为什么功能sparse.model.matrix（）忽略了列？

发布于 2025-01-18 12:13:42 字数 1408 浏览 0 评论 0 原文

有人可以帮我吗？我想准备XGBoost预测的数据，因此我需要编辑因子数据。我使用sparse.model.matrix（），但是有问题。我不知道，为什么功能忽略了一些列。我会尝试解释。我的数据集数据集具有许多变量，但现在这3个很重要：

tsunami.event.vality.vality - firact，具有6个类：-1,0,1,1,2,3 ，4
tsunami.cause.code - 6类的因子：0,1,1,2,3,4,5
total.total.death.death.destercription - 有5个类的因子：0,1,2,3,4

，但是当我使用sparse.model.matrix（）时，我仅获得矩阵，仅获得15列，而不是6+6+5 = 17 。有人可以给马吗？

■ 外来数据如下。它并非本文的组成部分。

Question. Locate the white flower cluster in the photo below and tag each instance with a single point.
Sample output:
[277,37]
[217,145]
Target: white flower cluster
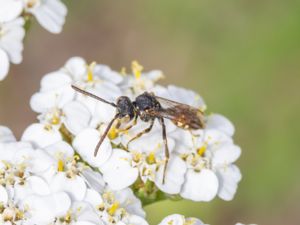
[13,16]
[51,186]
[201,164]
[177,219]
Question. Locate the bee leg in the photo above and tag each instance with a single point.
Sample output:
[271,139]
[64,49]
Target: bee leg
[147,130]
[167,152]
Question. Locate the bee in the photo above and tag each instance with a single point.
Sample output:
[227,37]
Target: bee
[149,107]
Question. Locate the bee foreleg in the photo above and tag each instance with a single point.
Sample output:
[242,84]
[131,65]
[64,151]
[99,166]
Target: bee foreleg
[167,153]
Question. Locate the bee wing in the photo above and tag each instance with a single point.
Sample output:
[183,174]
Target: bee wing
[180,114]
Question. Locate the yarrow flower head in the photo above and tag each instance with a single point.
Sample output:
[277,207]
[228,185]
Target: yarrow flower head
[201,161]
[51,185]
[14,14]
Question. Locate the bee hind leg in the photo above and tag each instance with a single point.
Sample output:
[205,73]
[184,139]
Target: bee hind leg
[147,130]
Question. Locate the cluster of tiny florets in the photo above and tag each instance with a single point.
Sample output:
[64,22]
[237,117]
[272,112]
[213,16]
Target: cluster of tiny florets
[52,176]
[15,16]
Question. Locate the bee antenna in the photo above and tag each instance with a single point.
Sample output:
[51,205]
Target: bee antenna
[92,95]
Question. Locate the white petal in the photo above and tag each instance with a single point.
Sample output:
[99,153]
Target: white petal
[219,122]
[3,195]
[85,214]
[117,171]
[75,187]
[33,185]
[136,220]
[93,179]
[41,162]
[200,186]
[174,176]
[225,155]
[105,73]
[61,149]
[77,117]
[43,101]
[229,177]
[4,61]
[6,135]
[10,9]
[44,209]
[85,143]
[132,204]
[55,80]
[93,197]
[12,40]
[76,67]
[88,223]
[174,219]
[41,137]
[150,142]
[51,15]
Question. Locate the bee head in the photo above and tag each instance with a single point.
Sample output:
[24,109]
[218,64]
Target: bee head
[125,107]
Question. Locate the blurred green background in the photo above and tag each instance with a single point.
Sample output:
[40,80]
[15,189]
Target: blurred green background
[242,56]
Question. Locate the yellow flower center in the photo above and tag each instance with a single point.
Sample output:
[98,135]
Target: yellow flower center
[201,150]
[151,158]
[60,166]
[113,133]
[113,208]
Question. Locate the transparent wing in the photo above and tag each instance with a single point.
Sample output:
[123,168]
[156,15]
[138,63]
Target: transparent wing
[182,115]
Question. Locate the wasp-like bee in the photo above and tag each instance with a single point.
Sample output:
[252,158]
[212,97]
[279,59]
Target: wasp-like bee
[149,107]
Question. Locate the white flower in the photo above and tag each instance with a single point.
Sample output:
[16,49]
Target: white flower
[177,219]
[6,135]
[49,13]
[201,163]
[139,82]
[40,135]
[11,44]
[10,10]
[117,207]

sp_matrix = sparse.model.matrix(Deadly ~ Tsunami.Event.Validity + Tsunami.Cause.Code + Total.Death.Description -1, data = datas)

str(sp_matrix)

Output:
Formal class 'dgCMatrix' [package "Matrix"] with 6 slots
  ..@ i       : int [1:2510] 0 1 2 3 4 5 6 7 8 9 ...
  ..@ p       : int [1:16] 0 749 757 779 823 892 1495 2191 2239 2241 ...
  ..@ Dim     : int [1:2] 749 15
  ..@ Dimnames:List of 2
  .. ..$ : chr [1:749] "1" "2" "3" "4" ...
  .. ..$ : chr [1:15] "Tsunami.Event.Validity-1" "Tsunami.Event.Validity0" "Tsunami.Event.Validity1" "Tsunami.Event.Validity2" ...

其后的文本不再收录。